| name | abd-convert-to-markdown |
| description | Convert office documents (PDF, PPTX, DOCX, XLSX, etc.) to navigable Markdown with real headings, sections, and tables. Use when the user wants to convert a document or folder of documents to markdown, mentions "convert to markdown", "extract text", or needs source files prepared for chunking or agent context. |
| license | MIT |
| metadata | {"author":"agilebydesign","version":"1.0.0"} |
Convert to Markdown
Convert source documents to navigable Markdown — real headings, sections, and tables — so downstream tools (chunking, search) can follow structure instead of guessing it.
Supported inputs
.pdf, .pptx, .docx, .xlsx, .xls, .html, .htm, .txt, .csv, .json, .xml
How to convert
Single file
python scripts/convert_to_markdown.py --file <file_path>
Folder of documents
python scripts/convert_to_markdown.py --memory <source_folder>
Output goes to <source_folder>/markdown/, mirroring the original folder structure and filenames.
After convert: assess structure
Chunking and RAG work best when markdown has real sections (headings), not a flat wall of text.
Check: Does the output have # / ## / ### where the source had chapters or sections? Run draft_chunking_spec.py (from the abd-chunk-markdown skill) to get a structural scan report, or skim the markdown directly.
If structure is bad (few or no headings, wrong breaks):
- Tell the user clearly what failed (e.g. "almost no
##, chunking will be poor").
- Suggest a fix:
- Install PyMuPDF for PDF outline injection (
pip install pymupdf)
- Adjust env flags (
PDF_SKIP_*) per pdf-extraction-advanced.md
- Add a bespoke post-processor under
<topic_root>/scripts/ for this corpus
- Implement, run, re-check. Repeat until structure is good enough to chunk.
If it is still a wall of text after fixes: run an AI semantic pass — group sentences by meaning, identify topics/sub-topics, add headings, complete one pass, then re-review before drafting a chunking spec.
Built-in PDF post-processing
PDFs pass through pdf_markdown_post after extraction: banner collapse, conservative CHAPTER / APPENDIX / PART line promotion, optional outline alignment when PyMuPDF is installed. This is generic — corpus-specific fixes belong in <topic_root>/scripts/.
For deep PDF detail, see references/pdf-extraction-advanced.md.
Bespoke post-processors (corpus scripts)
When the default pipeline is not enough for a specific corpus, add scripts under <topic_root>/scripts/ (the corpus folder, not this skill's scripts/). Name them clearly (prepare_handbook_headings.py, dedupe_chapter_headers.py).

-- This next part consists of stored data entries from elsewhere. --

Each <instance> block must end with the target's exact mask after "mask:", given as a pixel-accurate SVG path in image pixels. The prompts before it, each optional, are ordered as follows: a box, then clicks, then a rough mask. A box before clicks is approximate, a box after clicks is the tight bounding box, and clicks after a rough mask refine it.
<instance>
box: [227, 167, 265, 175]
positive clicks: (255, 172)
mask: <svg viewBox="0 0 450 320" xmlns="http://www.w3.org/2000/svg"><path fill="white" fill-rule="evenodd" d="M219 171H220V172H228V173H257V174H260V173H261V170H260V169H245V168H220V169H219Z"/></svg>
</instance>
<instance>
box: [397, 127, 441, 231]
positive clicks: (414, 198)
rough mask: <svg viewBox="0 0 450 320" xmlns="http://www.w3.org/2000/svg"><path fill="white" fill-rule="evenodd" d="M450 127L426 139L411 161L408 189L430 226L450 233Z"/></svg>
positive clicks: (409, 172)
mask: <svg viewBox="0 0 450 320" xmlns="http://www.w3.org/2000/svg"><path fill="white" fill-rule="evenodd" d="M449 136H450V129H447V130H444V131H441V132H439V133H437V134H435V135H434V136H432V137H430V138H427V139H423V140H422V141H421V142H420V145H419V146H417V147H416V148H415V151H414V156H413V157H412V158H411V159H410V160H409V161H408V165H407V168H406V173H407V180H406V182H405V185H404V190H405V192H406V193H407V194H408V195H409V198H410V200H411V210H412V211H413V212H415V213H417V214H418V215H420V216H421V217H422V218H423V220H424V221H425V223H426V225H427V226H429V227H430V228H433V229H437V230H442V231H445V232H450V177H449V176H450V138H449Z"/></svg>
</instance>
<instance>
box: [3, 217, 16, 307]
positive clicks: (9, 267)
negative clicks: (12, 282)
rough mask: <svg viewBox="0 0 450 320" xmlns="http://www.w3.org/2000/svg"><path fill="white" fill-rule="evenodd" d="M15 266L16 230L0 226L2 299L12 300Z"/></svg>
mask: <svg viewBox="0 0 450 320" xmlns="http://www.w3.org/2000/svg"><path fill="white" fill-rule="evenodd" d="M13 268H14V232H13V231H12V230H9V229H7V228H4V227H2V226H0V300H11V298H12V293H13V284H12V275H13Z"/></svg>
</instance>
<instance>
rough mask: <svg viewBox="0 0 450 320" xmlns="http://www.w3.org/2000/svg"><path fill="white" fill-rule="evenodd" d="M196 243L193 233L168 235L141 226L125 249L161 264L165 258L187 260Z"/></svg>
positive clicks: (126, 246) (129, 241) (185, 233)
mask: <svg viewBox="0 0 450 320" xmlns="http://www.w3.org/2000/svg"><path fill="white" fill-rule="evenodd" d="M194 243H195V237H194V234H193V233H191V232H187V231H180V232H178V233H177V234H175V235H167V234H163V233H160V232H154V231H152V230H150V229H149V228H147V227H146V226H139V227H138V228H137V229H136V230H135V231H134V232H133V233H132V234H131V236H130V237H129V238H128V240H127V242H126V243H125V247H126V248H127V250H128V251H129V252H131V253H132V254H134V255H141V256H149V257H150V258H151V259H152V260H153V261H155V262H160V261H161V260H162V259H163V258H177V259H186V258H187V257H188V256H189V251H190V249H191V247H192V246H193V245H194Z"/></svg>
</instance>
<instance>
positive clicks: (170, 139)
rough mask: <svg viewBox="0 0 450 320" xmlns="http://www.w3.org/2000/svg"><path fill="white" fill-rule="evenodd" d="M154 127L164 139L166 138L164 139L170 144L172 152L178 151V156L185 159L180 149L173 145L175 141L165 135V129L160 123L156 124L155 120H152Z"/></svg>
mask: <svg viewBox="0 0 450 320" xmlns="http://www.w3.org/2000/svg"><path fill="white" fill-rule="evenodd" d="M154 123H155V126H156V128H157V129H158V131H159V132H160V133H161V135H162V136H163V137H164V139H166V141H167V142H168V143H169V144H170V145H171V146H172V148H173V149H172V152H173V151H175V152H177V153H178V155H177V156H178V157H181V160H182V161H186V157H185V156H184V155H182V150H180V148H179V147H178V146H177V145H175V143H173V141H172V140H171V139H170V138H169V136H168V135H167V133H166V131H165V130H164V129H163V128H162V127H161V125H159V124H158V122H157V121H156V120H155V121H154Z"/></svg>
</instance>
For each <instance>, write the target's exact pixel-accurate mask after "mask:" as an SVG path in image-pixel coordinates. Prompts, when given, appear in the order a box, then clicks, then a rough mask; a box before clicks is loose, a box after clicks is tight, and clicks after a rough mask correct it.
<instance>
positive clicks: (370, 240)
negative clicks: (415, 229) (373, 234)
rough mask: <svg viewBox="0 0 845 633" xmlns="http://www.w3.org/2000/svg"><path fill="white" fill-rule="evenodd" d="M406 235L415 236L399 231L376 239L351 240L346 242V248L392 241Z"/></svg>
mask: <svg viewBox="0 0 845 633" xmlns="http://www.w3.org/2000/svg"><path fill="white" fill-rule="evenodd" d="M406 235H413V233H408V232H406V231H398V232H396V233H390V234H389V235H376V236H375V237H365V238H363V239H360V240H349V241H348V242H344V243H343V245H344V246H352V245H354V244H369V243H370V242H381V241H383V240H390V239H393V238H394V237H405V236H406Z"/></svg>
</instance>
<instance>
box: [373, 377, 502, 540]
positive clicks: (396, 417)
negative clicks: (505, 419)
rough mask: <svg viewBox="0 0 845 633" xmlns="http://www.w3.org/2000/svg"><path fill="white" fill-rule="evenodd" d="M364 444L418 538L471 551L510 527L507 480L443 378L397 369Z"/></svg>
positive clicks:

Document usage in the script docstring.
Topic folder (where output goes)
Workspace policy (default corpus, config files): AGENTS.md (Workspace (topic root) — config first).
In practice: set CONTENT_MEMORY_ROOT= in conf/.secrets (same agent root as AGENTS.md), or pass --path <folder> / --memory <folder>, or cd to the corpus before running. Markdown appears under <source>/markdown/. The code reads CONTENT_MEMORY_ROOT from the process environment after config files are loaded — keep the value in conf/.secrets, not only as a manual shell export.
Dependencies
pip install "markitdown[all]"
pip install pymupdf
Gotchas
- For PDFs, the converter tries
pdf_outline_extract first (PyMuPDF + non-empty get_toc()): section text is bounded by bookmarks (often much better for two-column books). If that is not used, it falls back to MarkItDown (linear stream). Install PyMuPDF and ensure PDF_USE_MARKITDOWN_PDF is not set. See references/pdf-extraction-advanced.md (Two-column RPG).
- Running headers in PDFs repeat on every page as text;
pdf_markdown_post collapses them but may miss unusual patterns.
- PPTX charts are extracted as data tables, not images.
- The converter does not invent structure — if the source has no headings, neither will the markdown.